Muttering to herself, Harriet put them in her basket with the other produce she’d bought, and glanced at Edilean. “Why do you have that look on your face?” She leaned closer to her. “And why is that dreadful woman following you?”
“This is Tabitha.”
“The one you..
.” Harriet looked back at Tabitha with eyes of wonder. “She looks like a lady of the evening.”
“She is, and it’s my fault,” Edilean said as she took Harriet’s arm and pulled her to one side where they wouldn’t be heard. “I’m going to buy Mr. Sylvester’s farm.”
“Are you?” Harriet’s face showed new amusement. “And what will you do with it? Plant roses?”
“That’s a good idea. I can see white roses with dark red plums.”
Harriet put her hand to Edilean’s forehead. “You’ve had too much sun.”
“I’ve had too much of everything and not enough of anything.”
“When we get home I’m going to give you some laudanum and you can sleep.”
“You and your brother and that blasted laudanum!” Edilean said.
“What about my brother?” Harriet asked stiffly.
“Nothing about your brother! Harriet! Will you stop acting as though you’re my mother and listen to me? I’m going to buy a farm, and you and I are going to run it. You’re going to handle the money, because you’re so good at pinching every penny until it screams, and I’m going to handle...” Edilean wasn’t sure what she was going to do, but she’d never been more sure in her life that she was going to do this.
“You can’t buy a farm. You know nothing about farming,” Harriet said. “You can’t—”
“This morning you were complaining that I’d never done anything in my life, and now all you can say is that I can’t do what I want to. No!” Edilean said when Harriet started to defend herself. “You stay here with Tabitha while I go talk to Mr. Sylvester’s widow.”
“You cannot think to leave me here with that... that woman!”
“Yes, I can,” Edilean said as she pried Harriet’s fingers off her arm. “And you’ll be perfectly safe because believe me when I tell you that I know from experience that she’s not very good in a fight.”

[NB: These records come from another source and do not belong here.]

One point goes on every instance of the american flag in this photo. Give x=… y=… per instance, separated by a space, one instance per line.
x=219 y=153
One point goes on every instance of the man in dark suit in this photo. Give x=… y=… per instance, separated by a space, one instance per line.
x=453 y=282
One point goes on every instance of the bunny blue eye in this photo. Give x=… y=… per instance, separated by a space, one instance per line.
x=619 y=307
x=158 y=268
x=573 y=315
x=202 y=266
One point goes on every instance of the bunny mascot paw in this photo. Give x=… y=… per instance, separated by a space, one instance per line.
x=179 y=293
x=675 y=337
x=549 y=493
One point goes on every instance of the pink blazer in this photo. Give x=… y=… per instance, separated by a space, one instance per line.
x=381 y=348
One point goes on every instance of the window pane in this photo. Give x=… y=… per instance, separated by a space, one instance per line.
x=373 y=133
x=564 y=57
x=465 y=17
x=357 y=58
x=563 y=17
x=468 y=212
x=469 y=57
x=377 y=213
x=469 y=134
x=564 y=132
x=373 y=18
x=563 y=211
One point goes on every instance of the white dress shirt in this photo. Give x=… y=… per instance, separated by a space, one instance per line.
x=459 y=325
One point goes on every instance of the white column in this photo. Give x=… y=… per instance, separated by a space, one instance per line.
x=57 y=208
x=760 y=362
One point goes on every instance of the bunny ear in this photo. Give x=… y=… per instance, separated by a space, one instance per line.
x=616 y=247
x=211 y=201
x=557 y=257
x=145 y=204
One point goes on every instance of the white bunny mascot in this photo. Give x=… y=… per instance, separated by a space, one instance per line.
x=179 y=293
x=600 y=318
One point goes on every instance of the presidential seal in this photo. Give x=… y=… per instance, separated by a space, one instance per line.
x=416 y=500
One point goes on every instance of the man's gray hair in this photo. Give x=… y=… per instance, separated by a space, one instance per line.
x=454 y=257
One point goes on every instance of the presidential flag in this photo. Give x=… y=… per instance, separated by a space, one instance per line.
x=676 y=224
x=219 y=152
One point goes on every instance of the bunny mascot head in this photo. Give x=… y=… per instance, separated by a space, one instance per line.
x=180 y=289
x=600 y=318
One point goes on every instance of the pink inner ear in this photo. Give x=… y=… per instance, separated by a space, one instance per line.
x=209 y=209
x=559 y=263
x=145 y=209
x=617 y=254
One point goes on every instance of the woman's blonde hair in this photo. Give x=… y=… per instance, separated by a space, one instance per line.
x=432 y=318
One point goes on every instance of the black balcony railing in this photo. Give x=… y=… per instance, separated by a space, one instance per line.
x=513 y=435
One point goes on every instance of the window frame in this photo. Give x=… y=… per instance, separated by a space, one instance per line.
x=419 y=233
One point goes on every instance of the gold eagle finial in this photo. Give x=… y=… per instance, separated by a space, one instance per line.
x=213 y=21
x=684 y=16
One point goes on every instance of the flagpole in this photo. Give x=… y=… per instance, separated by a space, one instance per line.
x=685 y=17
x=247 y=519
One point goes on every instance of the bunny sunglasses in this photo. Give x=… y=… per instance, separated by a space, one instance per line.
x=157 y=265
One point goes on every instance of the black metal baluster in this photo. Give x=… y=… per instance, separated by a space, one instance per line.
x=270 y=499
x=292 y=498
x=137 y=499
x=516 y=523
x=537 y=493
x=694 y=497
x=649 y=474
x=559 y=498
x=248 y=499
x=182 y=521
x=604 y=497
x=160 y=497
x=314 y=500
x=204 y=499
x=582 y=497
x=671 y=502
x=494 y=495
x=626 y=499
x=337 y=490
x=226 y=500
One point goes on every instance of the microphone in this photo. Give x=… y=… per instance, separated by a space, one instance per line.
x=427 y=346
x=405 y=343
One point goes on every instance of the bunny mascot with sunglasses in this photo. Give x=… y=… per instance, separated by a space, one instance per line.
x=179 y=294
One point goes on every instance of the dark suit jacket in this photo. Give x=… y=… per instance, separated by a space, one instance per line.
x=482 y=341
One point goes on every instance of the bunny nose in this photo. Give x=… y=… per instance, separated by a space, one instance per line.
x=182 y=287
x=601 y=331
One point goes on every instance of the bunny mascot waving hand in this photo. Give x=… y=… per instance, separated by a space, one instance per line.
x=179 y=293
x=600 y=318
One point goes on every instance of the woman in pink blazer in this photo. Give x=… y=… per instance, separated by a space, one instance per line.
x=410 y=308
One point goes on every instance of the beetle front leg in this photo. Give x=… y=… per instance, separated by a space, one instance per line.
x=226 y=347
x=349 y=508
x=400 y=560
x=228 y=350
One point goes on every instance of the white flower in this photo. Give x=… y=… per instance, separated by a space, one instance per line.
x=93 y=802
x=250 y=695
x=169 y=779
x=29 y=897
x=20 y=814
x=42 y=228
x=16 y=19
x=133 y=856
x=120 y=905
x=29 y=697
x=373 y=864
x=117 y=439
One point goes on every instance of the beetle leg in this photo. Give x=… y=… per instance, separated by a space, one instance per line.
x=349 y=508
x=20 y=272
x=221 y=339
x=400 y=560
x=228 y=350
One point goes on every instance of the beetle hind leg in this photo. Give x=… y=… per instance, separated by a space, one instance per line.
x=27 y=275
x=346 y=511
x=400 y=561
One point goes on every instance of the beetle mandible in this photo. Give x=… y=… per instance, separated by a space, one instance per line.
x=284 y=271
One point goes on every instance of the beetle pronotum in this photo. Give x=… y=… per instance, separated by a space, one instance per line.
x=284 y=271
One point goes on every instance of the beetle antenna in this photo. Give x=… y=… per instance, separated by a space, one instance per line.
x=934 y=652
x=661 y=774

Harriet looked as though she was going to faint.
Edilean turned to Tabitha. “Don’t do anything to scare her or I’ll not let you in on this.”
Tabitha nodded but she looked at Harriet with a wicked gleam in her eye.
“Do buck up, Harriet,” Edilean said. “After you give her a bath and clean clothes, you’ll see that she’s fairly presentable.”
“Me?” Harriet said. “I am to bathe her? Are you mad?”
“Probably,” Edilean said over her shoulder as she hurried toward the Sylvester wagon. “I am probably totally insane.”